House committee passes Donovan, Fitzpatrick bill to help first responders prepare for terror attacks

The House Homeland Security Committee approved a bill led by U.S. Reps. Dan Donovan (R-NY) and Brian Fitzpatrick (R-PA) to reauthorize a nationwide workshop series that prepares first responders for potential terrorist attacks.

The Joint Counterterrorism Awareness Workshop Series (JCTAWS) Act of 2017, H.R. 3284, would enhance a nationwide workshop series that helps federal, state and local first responders prevent, prepare for and respond to terrorist attacks.

“Quick and decisive action is crucial when responding to an active terror situation, and exhaustive planning is the key to preparedness,” said Donovan, the chairman of the Subcommittee on Emergency Preparedness, Response, and Communications. “This is a good bill that will help local authorities maintain readiness if and when they’re faced with a terror attack.”

Since 2011, the workshops have been hosted in more than 30 cities across the country. These workshops enable police, fire, emergency medical service, public health officials and the private sector to review and improve current terrorism response plans and to learn about best practices.

“From Mumbai to Paris, we’ve seen the devastating impact of coordinated terrorist attacks on civilian targets,” Fitzpatrick, a former FBI special agent and EMT, said. “In these cases, first responders including local police, fire and emergency medical personnel are the main response force.
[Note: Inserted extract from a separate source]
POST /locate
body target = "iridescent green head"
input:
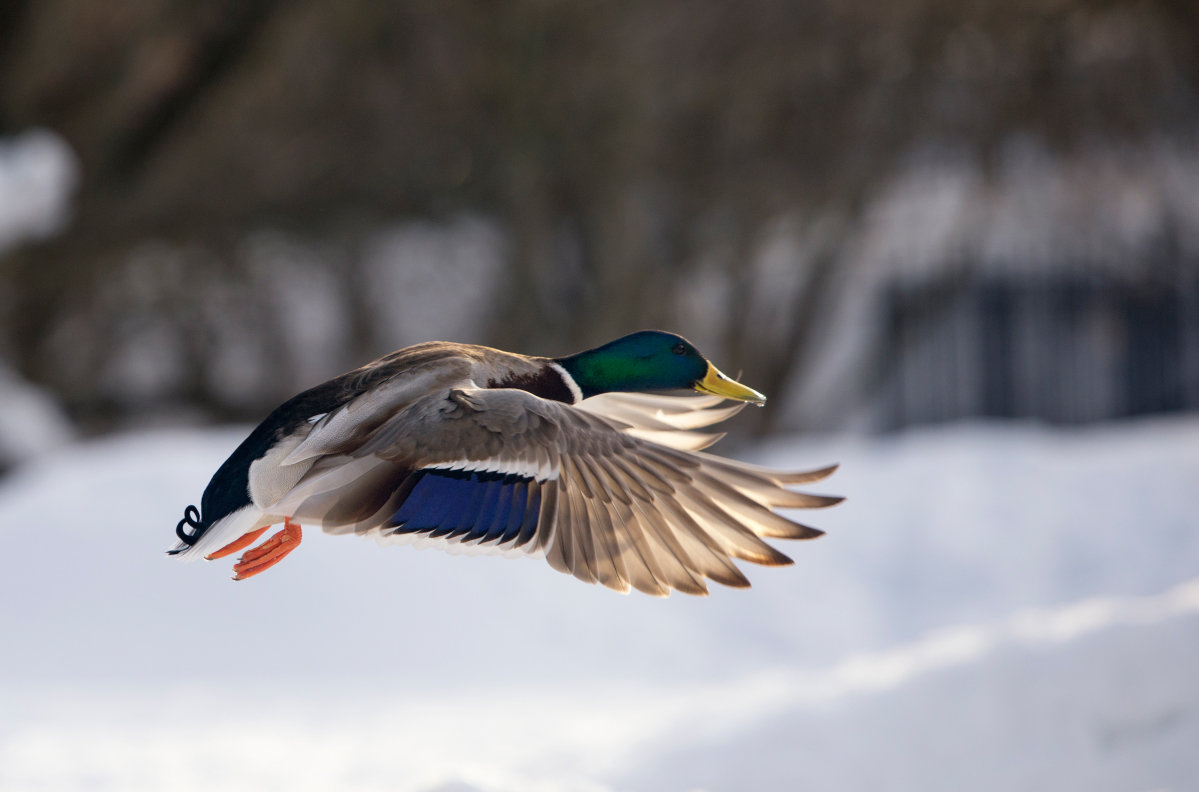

It is crucial these men and women have the training and tools to operate in these planned attacks.”

After each workshop, the host city works with the FBI, Federal Emergency Management Agency and the National Counterterrorism Center to draft a summary report that outlines findings and strategies to eliminate gaps in response plans.

“These multidisciplinary exercises help local jurisdictions prepare for the threat of complex, coordinated terrorist attacks,” John Sinclair, a fire chief and president of the International Association of Fire Chiefs, said. “Local jurisdictions must be prepared to respond to multiple incidents at the same time involving active shooter incidents, explosives and the use of fire as a weapon.”